PD is a progressive, degenerative disorder of the nervous system, meaning that it becomes increasingly disabling over time. It is a chronic, life-long condition. Various causes have been speculated: dopaminergic neurons can die or become damaged by infection, trauma, or toxins found in the environment, like MPTP. There may be also some genetic links. The impairments by all of these causes are generally related to varying degrees of oxidative stress [23]. Oxidative stress contributes to the cascade leading to dopamine cell degeneration in PD. Studies revealed that several biomarkers of oxidative damage are elevated in SN of PD brain [9]. Also, dopaminergic neurons may be a particularly fertile environment for the generation of ROS, as the metabolism of dopamine produces hydrogen peroxide and superoxide radicals, and auto-oxidation of dopamine produces dopamine-quinone, a molecule that damages proteins by reacting with cysteine residues [9], [24].

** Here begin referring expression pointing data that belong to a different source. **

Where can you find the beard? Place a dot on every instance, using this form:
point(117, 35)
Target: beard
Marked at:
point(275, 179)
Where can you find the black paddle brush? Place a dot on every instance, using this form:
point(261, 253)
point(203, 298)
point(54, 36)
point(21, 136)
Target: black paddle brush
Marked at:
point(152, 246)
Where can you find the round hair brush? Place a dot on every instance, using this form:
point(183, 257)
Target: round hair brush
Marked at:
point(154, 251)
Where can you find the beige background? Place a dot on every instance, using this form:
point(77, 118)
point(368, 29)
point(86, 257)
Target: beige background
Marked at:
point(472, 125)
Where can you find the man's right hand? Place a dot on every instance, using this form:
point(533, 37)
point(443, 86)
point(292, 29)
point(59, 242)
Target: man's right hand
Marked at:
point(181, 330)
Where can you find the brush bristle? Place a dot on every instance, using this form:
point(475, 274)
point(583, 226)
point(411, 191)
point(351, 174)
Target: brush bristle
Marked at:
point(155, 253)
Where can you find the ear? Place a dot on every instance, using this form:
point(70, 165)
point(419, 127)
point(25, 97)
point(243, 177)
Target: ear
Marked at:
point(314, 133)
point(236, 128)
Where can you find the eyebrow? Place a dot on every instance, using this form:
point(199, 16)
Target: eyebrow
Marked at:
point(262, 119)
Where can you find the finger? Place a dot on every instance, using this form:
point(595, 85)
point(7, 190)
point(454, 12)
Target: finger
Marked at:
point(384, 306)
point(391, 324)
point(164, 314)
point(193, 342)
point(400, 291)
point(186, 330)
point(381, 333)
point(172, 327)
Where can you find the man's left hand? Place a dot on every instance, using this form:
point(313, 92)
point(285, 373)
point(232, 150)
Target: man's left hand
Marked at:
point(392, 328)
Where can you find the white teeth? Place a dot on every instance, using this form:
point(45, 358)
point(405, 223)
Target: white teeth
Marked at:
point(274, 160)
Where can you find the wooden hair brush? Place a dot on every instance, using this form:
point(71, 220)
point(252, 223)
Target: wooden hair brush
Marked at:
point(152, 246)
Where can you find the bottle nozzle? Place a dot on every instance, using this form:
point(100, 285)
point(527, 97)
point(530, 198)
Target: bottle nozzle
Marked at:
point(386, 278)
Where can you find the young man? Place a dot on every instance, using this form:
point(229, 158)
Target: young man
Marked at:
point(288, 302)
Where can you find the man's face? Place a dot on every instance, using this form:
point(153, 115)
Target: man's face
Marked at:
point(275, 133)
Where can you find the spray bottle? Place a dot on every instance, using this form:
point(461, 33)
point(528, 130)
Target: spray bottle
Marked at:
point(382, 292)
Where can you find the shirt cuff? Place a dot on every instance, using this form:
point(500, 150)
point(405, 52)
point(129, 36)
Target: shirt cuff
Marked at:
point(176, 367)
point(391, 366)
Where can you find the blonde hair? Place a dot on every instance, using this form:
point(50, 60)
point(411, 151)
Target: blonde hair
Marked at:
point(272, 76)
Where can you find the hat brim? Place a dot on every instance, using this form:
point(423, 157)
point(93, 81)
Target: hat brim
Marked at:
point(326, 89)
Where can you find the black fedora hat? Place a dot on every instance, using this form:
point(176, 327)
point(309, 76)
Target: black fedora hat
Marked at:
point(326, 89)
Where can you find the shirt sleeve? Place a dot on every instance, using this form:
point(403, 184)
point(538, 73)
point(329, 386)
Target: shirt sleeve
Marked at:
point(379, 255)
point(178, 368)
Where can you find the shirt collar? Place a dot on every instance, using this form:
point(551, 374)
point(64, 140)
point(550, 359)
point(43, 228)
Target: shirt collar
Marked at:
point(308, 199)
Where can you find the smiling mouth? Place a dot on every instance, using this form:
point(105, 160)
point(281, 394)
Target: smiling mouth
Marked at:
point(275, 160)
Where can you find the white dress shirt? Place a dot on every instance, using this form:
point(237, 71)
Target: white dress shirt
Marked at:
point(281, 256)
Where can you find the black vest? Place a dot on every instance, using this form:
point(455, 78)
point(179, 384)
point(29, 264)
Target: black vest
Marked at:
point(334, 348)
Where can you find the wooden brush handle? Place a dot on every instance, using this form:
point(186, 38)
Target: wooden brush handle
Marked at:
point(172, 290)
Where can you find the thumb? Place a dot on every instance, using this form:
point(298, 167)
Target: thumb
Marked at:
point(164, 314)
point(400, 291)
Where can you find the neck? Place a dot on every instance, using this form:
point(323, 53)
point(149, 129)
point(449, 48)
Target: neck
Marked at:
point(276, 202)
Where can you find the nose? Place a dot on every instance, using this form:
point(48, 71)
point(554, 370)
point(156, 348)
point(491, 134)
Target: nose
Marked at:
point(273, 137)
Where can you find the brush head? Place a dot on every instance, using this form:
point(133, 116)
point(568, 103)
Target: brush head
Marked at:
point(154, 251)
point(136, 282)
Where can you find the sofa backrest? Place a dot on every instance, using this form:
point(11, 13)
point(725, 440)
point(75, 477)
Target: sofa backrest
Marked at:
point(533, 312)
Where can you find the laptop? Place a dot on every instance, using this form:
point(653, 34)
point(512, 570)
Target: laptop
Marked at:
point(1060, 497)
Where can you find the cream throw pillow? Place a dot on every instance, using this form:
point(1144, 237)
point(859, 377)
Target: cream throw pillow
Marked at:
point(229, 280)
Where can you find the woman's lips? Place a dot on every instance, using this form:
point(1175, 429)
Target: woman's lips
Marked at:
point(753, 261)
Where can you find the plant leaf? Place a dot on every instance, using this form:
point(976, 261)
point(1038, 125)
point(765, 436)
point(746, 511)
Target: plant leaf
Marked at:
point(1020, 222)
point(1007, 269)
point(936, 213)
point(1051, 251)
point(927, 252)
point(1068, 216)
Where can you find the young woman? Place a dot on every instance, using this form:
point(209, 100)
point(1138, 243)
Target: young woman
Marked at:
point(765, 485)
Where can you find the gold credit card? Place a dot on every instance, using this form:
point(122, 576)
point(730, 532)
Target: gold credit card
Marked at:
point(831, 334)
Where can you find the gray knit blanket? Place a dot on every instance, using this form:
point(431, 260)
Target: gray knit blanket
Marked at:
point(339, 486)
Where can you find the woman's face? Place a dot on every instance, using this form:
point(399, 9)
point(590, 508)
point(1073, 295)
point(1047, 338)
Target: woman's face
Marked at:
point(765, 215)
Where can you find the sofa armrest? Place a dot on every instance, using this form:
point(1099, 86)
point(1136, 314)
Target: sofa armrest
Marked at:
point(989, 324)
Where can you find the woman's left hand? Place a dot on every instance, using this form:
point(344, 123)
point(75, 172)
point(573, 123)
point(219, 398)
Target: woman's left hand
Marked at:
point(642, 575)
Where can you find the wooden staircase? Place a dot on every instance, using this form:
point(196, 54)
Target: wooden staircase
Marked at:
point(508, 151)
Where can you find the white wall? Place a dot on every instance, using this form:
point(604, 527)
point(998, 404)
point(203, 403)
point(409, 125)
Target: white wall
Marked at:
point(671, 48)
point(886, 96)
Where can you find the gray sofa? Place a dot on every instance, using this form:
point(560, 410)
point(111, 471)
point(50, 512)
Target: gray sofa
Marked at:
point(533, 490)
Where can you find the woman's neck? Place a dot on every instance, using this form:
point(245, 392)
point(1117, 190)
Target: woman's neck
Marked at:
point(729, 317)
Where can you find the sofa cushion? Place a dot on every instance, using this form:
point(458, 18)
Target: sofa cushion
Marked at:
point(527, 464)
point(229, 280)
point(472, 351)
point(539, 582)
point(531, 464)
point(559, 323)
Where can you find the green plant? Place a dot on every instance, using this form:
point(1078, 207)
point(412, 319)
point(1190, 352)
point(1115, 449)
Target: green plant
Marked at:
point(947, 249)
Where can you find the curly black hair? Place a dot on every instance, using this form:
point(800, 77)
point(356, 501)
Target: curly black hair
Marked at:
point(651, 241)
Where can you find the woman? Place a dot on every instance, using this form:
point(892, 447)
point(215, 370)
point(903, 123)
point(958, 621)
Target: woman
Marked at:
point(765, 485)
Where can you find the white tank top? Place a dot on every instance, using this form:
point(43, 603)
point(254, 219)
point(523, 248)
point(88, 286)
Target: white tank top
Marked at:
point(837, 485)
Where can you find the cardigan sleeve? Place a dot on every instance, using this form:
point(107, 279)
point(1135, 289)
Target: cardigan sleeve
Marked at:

Taking these reports into consideration, reducing oxidative stress or oxidative damage would become a potential way to prevent PD. H2 acts as a therapeutic antioxidant by selectively reducing cytotoxic oxygen radicals [1]–[4], [14], [25], [26], either by inhalation or consumption. Although inhalation of H2 may act more rapidly, it is not practical in daily life or suitable for continuous consumption. H2 water is clearly more convenient, and fits well within a normal life-style. The most convenient form of H2 water is H2/Mg water. In our experiments, neither the alkalinity nor the magnesium had any effect but the small amounts of dissolved H2 turned out to have significant neuroprotective and anti-oxidant effects.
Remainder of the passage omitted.